Evin çatısındaki bir onarım nedeniyle Belediye, benim eşbaşkanı mahkemeye vermişti. Duruşma hakiminin karşısına çıkarıldı. Ben de arkada izleyici olarak oturuyorum. Önce eşbaşkanımın savunması alındı. Hakim, kimlik bilgilerini aldıktan sonra bizim eşbaşkana, “Sabıkanız var mı?” diye sordu.
Eşbaşkanım, bu soruya oldukça öfkelenip yüksek bir ses tonuyla cevap verdi:
- Sen ne diyorsun yahu, ben buraya ilk defa geliyorum, seni de ilk defa görüyorum!
Ardından duruşma hakimi gülmeye başladı.
Karar verilmek üzereyken, bizi mahkemeye veren belediyenin bayan avukatı itiraz edip, "Kurumdan bilgi ve belgelerin teyidini" istemedi ve duruşma ileri bir tarihe ertelendi.
Duruşma hakimi bizim eş başkana, “Kızım bir dahaki duruşmaya gelmene gerek yok” dediğinde bizim eşbaşkan karşı kurumun müdahil avukatını göstererek, “Walla hakim abê aha bu kari gelirse ben de gelirem, eger o gelmezse tamam ben de gelmem” dediğinde yine bütün heyet gülmeye başladılar.
Duruşma bittiğinde dışarı çıktık, eşbaşkanım kadın Avukatın yanına gitti ve çıkıştı:
- Sen niye orada konuştun? Dedi, sitem ederek.
Avukat gülerek, “Ablacığım benim görevim konuşmak” dedi.
Eşbaşkanı tuttum zorla oradan uzaklaştırdım.
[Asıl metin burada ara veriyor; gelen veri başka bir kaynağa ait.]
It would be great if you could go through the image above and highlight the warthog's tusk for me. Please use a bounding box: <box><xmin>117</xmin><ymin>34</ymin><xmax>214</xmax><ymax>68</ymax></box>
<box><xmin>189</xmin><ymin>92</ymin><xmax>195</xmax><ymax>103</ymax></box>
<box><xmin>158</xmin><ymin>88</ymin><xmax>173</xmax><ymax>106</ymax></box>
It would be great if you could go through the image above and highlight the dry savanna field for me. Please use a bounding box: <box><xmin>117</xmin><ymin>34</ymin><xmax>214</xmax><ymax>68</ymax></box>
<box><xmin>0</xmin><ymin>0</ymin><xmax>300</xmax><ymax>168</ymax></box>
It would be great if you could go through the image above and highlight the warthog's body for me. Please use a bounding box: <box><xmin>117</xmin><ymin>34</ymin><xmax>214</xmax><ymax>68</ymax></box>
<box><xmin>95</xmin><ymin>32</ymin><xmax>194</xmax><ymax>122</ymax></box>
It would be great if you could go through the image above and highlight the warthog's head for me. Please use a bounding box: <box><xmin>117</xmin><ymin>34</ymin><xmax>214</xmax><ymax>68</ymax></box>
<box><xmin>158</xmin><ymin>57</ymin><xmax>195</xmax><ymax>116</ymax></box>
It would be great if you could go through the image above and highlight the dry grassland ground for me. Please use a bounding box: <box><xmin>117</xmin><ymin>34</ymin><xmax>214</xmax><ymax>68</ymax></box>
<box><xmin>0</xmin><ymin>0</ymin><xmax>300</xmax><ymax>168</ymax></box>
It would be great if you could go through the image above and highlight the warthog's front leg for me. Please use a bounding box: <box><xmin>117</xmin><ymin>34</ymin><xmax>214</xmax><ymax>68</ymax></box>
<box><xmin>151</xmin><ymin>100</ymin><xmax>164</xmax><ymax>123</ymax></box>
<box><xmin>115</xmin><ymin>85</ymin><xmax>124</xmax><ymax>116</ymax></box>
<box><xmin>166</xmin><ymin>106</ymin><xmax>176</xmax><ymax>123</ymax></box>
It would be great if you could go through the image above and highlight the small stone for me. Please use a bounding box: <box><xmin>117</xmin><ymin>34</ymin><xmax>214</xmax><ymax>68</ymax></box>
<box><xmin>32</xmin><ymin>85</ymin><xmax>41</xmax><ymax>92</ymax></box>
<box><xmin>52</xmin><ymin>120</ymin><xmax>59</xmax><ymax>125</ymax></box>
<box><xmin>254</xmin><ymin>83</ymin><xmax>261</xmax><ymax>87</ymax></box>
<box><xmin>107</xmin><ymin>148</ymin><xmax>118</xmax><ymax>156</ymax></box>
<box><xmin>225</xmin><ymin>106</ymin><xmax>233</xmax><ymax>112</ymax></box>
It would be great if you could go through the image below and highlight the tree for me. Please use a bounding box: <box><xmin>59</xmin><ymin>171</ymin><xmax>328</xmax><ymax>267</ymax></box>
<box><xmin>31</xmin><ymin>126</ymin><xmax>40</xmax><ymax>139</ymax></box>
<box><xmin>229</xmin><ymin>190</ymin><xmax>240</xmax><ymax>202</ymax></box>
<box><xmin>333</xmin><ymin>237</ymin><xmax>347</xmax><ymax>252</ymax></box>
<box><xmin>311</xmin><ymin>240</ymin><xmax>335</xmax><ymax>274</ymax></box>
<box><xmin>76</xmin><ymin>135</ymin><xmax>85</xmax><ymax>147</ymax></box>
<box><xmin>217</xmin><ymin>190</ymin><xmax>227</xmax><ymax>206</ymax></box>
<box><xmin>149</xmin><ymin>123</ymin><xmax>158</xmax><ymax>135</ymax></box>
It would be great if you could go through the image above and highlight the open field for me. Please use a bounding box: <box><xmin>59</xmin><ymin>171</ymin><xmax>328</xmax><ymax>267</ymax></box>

Bana da öfkelendi ve bağırmaya başladı:
“İki üniversite bitirmişsin bu kadına karşı hiç bir şey demedin, de gêt, seninle gelmiyem, ben tek başıma eve gidecağam” dedi.
Kendi kendime, bundan sonra eşbaşkanım ne suç işlerse işlesin, suçunu ben üstleneceğim dedim.